Your choice of Spaghetti Sauce (I used Bertolli Organic Pasta Sauce)
Fresh Mozzarella thinly sliced (I used Mozzarella balls)
Parmigiano-Reggiano
1 tsp Italian Seasoning
Fresh Basil
Optional: Spaghetti or angel hair noodles
Serve with baked Italian bread
TO MAKE:
Pre-heat oven to 375. Either slice eggplant into rounds to layer in the pan OR chuck eggplant into pieces. I cut the Eggplants into thicker pieces. Set sliced or chucked Eggplant into a colander and sprinkle with kosher salt. Set a side and let sit for 30-60 min. Shake colander to remove salt and pat eggplant dry with paper towels.

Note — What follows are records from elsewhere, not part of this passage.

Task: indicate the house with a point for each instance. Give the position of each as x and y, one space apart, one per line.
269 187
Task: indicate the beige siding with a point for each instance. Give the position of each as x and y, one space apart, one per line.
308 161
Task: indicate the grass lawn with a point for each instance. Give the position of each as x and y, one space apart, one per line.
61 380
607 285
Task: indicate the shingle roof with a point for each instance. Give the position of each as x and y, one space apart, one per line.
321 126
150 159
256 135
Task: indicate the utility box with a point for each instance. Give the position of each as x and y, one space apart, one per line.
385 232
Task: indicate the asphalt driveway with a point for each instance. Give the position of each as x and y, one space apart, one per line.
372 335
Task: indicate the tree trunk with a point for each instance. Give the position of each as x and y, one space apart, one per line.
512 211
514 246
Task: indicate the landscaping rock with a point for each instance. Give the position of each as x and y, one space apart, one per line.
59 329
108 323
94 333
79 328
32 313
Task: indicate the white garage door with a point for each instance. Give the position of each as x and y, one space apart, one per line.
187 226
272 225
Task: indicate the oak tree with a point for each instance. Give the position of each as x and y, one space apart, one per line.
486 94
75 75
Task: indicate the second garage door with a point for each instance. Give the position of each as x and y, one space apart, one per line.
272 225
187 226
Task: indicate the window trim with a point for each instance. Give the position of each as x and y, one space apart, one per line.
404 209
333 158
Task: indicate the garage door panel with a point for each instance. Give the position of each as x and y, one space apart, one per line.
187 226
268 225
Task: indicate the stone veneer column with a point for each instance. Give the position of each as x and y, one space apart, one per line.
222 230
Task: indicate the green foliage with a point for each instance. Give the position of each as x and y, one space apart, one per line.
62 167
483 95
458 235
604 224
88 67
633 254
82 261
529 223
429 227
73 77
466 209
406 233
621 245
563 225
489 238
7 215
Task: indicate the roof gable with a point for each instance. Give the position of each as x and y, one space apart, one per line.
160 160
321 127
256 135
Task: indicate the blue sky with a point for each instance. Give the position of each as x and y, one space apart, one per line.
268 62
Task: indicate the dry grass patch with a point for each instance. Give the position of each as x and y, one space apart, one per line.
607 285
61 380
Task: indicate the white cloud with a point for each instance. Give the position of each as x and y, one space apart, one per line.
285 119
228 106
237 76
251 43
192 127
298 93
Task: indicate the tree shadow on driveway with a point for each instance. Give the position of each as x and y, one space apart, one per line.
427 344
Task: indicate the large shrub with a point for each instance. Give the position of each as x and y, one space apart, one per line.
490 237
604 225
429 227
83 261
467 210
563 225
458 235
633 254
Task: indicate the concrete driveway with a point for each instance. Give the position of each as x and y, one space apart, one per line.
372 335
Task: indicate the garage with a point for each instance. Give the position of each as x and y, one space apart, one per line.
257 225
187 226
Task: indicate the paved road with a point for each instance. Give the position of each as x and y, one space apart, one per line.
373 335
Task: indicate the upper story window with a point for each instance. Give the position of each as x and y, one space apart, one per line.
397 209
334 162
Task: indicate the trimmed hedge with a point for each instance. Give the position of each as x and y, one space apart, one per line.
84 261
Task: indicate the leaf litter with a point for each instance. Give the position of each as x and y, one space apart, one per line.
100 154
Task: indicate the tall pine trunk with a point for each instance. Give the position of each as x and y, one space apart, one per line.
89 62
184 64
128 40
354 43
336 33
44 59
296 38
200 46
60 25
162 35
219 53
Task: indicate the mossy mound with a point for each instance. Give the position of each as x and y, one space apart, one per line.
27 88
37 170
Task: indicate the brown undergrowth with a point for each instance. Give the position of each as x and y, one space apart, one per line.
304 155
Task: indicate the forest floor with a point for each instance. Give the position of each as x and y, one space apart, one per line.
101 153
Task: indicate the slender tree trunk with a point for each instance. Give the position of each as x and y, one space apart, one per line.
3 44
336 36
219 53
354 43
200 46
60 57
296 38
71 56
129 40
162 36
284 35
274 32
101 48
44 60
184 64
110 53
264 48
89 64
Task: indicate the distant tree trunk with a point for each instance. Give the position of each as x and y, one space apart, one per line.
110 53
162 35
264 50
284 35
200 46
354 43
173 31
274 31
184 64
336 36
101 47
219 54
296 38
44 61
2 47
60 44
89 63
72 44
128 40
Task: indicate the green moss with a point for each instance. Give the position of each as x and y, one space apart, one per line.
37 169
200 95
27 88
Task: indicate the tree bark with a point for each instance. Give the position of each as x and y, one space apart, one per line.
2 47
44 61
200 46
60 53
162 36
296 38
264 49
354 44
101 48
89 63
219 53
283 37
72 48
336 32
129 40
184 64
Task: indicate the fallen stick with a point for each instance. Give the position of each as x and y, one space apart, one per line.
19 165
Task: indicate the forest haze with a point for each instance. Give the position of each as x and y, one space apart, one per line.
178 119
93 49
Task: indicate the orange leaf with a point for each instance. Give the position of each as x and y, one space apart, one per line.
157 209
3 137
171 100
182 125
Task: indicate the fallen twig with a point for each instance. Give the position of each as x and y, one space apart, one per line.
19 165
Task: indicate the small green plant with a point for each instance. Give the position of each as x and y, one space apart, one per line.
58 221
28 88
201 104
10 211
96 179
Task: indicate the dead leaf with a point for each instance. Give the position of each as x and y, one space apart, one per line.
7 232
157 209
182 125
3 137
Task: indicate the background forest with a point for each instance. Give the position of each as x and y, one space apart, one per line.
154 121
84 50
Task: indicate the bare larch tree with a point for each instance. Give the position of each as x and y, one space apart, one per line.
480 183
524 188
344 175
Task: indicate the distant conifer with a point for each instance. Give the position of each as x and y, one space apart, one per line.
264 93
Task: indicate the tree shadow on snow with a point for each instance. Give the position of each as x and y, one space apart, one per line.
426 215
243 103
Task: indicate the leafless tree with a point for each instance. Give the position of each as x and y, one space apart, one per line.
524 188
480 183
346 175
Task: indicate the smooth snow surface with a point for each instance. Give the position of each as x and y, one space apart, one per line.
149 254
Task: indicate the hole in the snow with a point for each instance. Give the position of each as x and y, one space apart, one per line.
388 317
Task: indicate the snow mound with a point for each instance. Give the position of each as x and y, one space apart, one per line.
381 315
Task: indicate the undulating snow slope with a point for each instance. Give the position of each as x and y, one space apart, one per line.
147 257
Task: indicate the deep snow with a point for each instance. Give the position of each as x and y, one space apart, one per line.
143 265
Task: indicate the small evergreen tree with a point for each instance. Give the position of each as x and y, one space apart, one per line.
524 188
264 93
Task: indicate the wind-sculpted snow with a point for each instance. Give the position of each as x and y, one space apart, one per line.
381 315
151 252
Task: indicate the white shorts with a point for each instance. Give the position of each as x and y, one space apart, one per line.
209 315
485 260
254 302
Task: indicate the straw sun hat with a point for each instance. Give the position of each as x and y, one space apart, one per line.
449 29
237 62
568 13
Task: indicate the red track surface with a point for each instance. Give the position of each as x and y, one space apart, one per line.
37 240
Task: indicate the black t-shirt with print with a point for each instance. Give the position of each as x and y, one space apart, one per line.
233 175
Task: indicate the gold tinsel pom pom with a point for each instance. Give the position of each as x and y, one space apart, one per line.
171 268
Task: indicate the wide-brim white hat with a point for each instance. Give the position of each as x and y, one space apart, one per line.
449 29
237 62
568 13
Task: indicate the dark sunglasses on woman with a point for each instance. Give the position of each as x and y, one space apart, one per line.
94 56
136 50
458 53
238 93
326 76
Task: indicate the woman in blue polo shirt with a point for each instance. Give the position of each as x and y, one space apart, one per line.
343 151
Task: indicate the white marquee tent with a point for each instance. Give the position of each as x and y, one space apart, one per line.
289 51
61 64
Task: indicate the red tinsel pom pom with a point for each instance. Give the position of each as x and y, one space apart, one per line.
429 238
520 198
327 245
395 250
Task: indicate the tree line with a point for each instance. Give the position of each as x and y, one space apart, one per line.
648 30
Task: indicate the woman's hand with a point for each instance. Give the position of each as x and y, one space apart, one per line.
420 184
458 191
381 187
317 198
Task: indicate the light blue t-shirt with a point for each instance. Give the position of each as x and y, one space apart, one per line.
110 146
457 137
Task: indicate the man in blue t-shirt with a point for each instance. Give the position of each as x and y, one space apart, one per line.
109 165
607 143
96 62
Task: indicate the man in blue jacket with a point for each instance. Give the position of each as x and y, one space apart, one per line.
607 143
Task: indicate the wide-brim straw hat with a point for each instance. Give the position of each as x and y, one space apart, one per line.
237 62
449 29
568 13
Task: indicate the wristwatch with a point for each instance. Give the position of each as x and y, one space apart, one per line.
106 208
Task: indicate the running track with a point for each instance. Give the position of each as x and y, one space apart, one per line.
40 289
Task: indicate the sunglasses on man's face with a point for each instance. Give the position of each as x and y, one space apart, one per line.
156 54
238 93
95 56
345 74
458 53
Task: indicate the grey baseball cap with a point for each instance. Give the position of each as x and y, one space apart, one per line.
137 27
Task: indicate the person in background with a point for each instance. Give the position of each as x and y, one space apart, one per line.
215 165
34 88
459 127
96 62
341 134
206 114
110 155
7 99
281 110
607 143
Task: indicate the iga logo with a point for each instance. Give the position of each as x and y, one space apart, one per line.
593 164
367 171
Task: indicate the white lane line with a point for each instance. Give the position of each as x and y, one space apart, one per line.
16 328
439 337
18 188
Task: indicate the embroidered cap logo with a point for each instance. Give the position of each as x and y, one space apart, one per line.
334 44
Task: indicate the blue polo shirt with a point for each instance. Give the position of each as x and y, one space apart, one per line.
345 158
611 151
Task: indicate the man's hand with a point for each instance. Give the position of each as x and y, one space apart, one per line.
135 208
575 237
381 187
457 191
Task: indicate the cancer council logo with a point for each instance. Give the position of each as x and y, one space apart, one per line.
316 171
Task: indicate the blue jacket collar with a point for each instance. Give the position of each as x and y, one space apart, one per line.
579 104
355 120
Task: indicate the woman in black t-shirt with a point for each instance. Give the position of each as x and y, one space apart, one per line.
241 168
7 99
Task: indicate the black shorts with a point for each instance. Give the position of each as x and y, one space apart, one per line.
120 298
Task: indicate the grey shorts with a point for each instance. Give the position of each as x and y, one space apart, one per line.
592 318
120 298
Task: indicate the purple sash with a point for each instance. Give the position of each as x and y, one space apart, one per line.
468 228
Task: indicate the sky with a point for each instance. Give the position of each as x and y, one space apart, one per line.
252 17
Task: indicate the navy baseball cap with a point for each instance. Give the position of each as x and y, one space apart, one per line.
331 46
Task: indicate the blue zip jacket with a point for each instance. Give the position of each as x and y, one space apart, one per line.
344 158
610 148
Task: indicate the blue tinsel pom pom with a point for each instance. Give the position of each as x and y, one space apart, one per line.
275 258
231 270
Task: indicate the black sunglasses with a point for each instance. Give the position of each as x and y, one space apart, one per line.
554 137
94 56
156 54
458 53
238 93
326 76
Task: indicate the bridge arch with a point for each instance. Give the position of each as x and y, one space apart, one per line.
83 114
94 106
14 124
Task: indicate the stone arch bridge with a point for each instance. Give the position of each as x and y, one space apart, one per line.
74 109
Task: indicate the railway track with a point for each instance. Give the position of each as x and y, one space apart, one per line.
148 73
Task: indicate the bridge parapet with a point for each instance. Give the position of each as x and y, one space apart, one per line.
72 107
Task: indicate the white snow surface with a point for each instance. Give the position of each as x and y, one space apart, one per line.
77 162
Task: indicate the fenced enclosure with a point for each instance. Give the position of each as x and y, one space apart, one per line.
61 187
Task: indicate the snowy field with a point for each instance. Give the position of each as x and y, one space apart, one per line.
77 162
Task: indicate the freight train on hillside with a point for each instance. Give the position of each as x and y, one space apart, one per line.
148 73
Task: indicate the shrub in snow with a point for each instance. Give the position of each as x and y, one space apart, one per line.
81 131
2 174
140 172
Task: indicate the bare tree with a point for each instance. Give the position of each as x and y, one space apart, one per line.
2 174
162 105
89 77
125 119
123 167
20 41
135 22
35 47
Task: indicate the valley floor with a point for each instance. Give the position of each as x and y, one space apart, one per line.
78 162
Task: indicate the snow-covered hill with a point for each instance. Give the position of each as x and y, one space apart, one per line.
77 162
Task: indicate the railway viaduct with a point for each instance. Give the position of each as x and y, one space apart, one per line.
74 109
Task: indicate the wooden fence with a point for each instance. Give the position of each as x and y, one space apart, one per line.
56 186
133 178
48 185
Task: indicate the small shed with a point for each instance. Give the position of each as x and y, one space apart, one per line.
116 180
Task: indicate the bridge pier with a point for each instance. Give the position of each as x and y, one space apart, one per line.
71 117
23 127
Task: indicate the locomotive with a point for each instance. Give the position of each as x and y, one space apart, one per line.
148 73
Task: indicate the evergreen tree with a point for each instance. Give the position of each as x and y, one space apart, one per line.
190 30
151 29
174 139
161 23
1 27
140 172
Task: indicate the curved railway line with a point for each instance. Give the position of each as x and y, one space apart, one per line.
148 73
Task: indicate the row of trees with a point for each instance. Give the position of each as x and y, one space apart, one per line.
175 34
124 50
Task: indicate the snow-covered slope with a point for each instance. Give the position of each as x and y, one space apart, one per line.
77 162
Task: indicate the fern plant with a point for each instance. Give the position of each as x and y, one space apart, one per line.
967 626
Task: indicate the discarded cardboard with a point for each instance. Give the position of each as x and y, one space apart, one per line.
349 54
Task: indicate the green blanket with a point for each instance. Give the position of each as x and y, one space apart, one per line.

Heat Oil in Skillet (I used a cast iron pan so that it could go into the oven), saute / fry eggplant in batches over mid-high heat until soft and browned. As each batch is done, remove from skillet with tongs and drain on a wire rack. (I did not use a rack, I just moved the done ones to a plate lined with papertowels until all of the eggplant was cooked through) When done, season eggplant with salt and pepper.
Spread red sauce on bottom of pan that you will be putting into the oven. Layer eggplant, mozzarella and Parmigiano-Reggiano on top of sauce. Repeat layers.
Top Assembled eggplant with cheese and fresh chopped basil and sprinkle with Italian Seasoning. Bake until cheese is bubbling around the edges and sauce has slightly caramelized on top, 30 min. Serve with Baked Italian Bread.
Optional: If you want, you can serve this over spaghetti or angel hair noddles.